Oct. 7 scheduled surgeries included these, a few of which are for weight reduction:

Flank Excision Neoplasm
Open Hernia
Roux en Y
TMA
Endo x 6
IHR
Gyn Sling
Dx lap with pos orchiopexy
Bronch VATS
Robot endometriosis
Lap hyst
Robot hyst
GU ureteroscopy/lith
TuRBT x 2
Cysto with bladder fulg
Frontal external ventricular drain
Closure ASD x 2
Cv ablation afib x 2
ICD implant and ablation x 2
CV stent
ECT x 5
Lap hyst
Multiple teeth extractions x 2
Lap HH/Nissen F
D&C
Lap Roux en y
Lap sleeve gast
Lap chole
Right arm washout
Thoracotomy
IHR/pedi circ
Endo x 3TH revision
CS x 1

See Wednesday’s Providence surgery list here.

20 COMMENTS

  1. Sure seems like crisis time to me! Prov CEO just has a need tor attention, like a two year old. But all attention is not good attention.
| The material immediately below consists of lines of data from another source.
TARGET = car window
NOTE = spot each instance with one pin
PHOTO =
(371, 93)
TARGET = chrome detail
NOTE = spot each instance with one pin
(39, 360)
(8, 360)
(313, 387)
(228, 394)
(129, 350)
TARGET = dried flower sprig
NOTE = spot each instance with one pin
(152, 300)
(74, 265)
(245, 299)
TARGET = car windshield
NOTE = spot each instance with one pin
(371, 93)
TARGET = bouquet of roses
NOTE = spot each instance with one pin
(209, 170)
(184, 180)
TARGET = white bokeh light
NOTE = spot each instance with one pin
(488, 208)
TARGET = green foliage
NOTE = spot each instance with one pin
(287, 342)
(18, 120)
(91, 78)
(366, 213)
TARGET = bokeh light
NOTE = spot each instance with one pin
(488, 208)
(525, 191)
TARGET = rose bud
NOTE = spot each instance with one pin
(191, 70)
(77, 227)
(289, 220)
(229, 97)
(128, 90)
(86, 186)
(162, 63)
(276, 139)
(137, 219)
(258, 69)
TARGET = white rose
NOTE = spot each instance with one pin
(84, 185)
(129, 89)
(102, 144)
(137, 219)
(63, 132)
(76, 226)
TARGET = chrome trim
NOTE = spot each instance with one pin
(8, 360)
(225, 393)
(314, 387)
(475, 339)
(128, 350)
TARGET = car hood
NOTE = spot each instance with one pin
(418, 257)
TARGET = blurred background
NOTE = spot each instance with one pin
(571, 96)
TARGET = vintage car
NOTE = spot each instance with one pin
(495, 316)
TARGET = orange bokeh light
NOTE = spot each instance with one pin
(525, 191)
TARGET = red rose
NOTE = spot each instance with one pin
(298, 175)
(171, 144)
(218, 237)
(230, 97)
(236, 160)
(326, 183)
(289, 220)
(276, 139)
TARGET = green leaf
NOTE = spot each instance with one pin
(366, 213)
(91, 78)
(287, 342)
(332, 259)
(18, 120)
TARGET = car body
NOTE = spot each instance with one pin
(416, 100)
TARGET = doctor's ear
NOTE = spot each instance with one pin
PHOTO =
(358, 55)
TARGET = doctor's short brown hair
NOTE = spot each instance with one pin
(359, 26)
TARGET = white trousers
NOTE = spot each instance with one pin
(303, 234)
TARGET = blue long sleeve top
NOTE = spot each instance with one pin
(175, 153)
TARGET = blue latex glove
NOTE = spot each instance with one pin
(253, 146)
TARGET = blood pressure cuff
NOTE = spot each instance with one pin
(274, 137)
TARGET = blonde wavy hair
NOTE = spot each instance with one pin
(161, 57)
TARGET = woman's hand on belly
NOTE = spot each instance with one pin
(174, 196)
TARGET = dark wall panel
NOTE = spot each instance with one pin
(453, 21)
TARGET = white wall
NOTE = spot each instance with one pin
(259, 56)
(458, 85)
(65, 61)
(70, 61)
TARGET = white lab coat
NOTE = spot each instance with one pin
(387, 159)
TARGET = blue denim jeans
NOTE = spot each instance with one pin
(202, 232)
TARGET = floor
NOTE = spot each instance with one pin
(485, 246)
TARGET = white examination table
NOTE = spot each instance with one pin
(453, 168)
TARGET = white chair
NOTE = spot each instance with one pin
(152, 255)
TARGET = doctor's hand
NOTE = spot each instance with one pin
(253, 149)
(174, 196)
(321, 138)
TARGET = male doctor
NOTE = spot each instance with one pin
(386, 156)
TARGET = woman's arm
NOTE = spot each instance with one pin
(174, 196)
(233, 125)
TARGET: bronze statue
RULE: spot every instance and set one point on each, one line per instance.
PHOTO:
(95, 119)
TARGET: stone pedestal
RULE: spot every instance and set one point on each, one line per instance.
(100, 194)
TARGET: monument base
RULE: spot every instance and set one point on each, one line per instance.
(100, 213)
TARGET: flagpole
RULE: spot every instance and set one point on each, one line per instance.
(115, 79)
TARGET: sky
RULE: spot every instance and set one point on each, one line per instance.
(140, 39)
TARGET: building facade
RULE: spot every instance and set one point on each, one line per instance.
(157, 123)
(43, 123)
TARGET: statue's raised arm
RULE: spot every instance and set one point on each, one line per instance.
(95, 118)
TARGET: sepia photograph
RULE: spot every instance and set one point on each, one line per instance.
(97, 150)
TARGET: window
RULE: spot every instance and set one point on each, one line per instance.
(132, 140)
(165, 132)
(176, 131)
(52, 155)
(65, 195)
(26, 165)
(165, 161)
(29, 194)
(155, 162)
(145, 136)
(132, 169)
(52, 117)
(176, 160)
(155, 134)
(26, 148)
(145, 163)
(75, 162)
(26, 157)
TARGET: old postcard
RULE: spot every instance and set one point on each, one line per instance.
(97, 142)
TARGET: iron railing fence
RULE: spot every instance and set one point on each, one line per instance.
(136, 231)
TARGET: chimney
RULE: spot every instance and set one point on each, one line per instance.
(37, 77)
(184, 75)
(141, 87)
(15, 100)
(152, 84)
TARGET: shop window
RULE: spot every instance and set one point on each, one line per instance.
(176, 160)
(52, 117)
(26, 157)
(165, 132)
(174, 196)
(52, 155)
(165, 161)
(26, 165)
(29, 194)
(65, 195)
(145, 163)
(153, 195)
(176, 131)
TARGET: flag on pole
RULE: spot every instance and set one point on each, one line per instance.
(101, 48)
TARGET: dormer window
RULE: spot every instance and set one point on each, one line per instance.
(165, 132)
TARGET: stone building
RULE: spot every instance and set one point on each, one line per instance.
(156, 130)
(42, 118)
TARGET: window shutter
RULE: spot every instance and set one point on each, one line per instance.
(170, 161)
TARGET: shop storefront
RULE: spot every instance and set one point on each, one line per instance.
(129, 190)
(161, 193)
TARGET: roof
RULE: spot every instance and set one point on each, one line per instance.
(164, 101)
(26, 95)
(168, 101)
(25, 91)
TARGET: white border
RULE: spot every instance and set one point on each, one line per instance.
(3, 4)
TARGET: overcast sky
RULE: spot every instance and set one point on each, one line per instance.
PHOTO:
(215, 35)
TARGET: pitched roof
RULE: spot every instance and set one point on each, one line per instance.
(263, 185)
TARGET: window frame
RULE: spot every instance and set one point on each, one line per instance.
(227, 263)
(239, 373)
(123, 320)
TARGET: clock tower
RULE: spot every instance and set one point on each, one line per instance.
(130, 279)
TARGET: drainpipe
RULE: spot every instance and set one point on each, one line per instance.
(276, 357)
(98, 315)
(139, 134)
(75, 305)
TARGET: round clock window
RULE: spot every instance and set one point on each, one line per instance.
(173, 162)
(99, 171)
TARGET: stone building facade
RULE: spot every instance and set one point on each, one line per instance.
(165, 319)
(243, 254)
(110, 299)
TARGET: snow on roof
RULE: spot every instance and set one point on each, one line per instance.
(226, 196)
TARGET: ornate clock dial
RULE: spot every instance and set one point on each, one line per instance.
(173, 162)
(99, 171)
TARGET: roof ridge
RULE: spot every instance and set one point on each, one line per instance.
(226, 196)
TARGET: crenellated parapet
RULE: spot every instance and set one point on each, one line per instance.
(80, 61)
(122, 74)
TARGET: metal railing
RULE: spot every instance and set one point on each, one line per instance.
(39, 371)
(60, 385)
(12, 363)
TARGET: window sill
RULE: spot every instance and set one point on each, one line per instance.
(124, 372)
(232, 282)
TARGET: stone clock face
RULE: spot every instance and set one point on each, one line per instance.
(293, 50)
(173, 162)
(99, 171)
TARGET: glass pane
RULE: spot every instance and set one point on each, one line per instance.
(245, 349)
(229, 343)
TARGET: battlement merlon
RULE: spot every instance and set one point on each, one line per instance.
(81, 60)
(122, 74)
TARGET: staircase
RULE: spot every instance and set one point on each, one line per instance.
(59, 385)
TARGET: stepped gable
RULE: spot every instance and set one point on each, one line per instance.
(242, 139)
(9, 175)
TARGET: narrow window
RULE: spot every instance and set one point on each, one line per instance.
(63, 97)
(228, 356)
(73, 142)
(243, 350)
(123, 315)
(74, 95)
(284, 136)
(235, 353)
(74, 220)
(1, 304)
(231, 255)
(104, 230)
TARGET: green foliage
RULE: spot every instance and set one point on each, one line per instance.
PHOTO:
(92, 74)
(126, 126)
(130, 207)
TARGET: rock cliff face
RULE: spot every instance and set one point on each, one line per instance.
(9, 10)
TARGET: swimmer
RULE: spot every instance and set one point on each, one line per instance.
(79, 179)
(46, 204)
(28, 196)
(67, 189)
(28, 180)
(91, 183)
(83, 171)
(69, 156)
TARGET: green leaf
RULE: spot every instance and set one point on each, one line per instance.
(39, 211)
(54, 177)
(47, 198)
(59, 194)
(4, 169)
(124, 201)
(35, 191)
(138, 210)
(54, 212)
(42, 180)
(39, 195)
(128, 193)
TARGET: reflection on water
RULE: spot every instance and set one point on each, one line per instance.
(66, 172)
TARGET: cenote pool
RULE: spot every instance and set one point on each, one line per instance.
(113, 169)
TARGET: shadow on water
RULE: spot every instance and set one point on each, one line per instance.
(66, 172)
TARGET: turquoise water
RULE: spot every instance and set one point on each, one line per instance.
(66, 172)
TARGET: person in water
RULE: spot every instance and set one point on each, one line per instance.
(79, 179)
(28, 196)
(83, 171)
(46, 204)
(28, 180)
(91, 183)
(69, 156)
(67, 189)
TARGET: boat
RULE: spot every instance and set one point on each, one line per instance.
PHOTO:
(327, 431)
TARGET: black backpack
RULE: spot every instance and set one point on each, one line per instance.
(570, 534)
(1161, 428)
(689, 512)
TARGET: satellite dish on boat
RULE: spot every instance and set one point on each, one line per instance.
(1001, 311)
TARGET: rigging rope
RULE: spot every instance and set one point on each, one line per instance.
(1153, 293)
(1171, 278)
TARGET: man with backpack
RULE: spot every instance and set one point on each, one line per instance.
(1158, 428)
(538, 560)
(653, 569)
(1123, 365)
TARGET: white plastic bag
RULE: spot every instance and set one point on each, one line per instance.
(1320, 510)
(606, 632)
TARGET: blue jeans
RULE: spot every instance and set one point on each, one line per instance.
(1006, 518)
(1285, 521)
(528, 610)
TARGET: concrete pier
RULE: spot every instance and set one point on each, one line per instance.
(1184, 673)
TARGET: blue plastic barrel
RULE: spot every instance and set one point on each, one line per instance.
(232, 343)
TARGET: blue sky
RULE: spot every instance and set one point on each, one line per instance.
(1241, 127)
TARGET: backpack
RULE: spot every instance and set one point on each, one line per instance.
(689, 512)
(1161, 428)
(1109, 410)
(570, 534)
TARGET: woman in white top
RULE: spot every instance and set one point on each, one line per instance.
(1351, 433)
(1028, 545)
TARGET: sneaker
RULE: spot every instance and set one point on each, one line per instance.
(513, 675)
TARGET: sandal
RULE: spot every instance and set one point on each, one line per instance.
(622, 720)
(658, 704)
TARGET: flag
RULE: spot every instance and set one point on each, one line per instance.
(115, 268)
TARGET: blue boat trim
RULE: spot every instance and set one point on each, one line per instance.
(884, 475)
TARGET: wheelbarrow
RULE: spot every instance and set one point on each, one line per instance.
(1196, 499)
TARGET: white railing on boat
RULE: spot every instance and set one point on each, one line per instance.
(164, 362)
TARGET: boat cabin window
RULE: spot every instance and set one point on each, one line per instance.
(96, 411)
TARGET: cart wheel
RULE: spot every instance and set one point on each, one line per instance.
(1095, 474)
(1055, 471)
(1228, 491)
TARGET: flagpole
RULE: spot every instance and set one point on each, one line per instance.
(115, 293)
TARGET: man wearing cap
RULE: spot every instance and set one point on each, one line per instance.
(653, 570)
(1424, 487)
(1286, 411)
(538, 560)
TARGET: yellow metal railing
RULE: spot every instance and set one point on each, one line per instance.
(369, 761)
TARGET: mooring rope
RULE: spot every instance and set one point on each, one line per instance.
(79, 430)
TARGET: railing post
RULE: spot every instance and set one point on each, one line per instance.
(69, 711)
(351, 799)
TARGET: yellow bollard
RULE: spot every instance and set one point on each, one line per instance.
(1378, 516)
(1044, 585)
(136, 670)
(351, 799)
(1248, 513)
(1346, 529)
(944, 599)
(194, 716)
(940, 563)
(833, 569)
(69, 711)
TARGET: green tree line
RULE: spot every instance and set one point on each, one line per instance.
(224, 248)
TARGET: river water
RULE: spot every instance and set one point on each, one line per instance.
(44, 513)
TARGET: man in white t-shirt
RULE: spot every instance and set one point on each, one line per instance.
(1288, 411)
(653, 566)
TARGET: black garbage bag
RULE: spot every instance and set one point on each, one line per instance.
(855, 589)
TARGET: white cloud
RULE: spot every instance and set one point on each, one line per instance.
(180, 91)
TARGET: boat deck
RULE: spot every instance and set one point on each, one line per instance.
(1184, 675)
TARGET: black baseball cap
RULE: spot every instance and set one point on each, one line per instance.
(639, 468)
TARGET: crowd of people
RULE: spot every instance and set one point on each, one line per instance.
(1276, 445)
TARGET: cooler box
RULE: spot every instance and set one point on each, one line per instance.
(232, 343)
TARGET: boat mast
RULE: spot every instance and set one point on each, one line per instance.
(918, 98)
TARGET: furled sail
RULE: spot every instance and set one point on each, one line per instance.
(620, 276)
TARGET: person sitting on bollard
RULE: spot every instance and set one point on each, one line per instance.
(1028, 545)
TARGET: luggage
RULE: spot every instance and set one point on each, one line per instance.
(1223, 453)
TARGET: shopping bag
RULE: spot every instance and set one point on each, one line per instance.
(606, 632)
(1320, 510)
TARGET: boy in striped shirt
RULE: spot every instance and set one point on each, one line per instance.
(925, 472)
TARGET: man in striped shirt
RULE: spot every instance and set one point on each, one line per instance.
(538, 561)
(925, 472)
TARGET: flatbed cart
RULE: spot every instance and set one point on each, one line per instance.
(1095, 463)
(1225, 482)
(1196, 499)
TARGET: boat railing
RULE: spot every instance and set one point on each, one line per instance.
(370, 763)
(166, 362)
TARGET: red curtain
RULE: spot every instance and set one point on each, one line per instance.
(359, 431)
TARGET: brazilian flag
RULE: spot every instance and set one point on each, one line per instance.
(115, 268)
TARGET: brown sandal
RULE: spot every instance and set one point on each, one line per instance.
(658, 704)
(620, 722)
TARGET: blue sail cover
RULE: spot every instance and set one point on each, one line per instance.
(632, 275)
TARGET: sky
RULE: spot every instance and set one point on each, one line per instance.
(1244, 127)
  2. Is your intention to minimize the urgency of the health care crisis communicated by the hospital by casting judgment on a list of procedures with no context as to the medical necessity? If you have an opinion about hospital management and resource planning then state it, the exhibit here is reckless, you can do better.

    • There is no health care crisis at Prov. They were blowing smoke. I’ll give you a couple of examples.
      .
      Gyn Slings are typically done for women who have stress incontinence.
      .
      Dx lap with pos orchiopexy is for undescended testis.
      .
      Lap chole is the removal of a gallbladder.
      .
      Lap Roux en y is gastric bypass weight loss surgery.
      .
      If you’re having to choose moment by moment which patient in your facility lives and dies, as they told the NY Times, you don’t have the time or resources to do elective surgeries, and certainly not weight loss surgery. These type of elective procedures were suspended at the start of COVID to redirect hospital resources to the expected influx of critically ill patients. That they’re doing elective surgery at all puts a lie to their claims of a “crisis”. As for an opinion on hospital management and resource planning, it’s simple; management are liars and the above list of surgical procedures exposes them as such.

      • Thank you so much for going into all that detail. I wasn’t doing a very good job at explaining to the people who were excoriating Suzanne for publishing the lists, but you just did an excellent job. Thank you.

  3. One thing to consider…. Prov didn’t build the S, T and U towers to house patients. I’m almost certain that physicians pay AA office space rent and, if they can’t do their surgeries, they can’t pay their rent. I could be wrong yet, it seems like a feasible reason. Still, I think we all wonder why the ICU wasn’t expanded, equipment wasn’t acquired and staff wasn’t increased in the past year to prep for the Wuhan. ??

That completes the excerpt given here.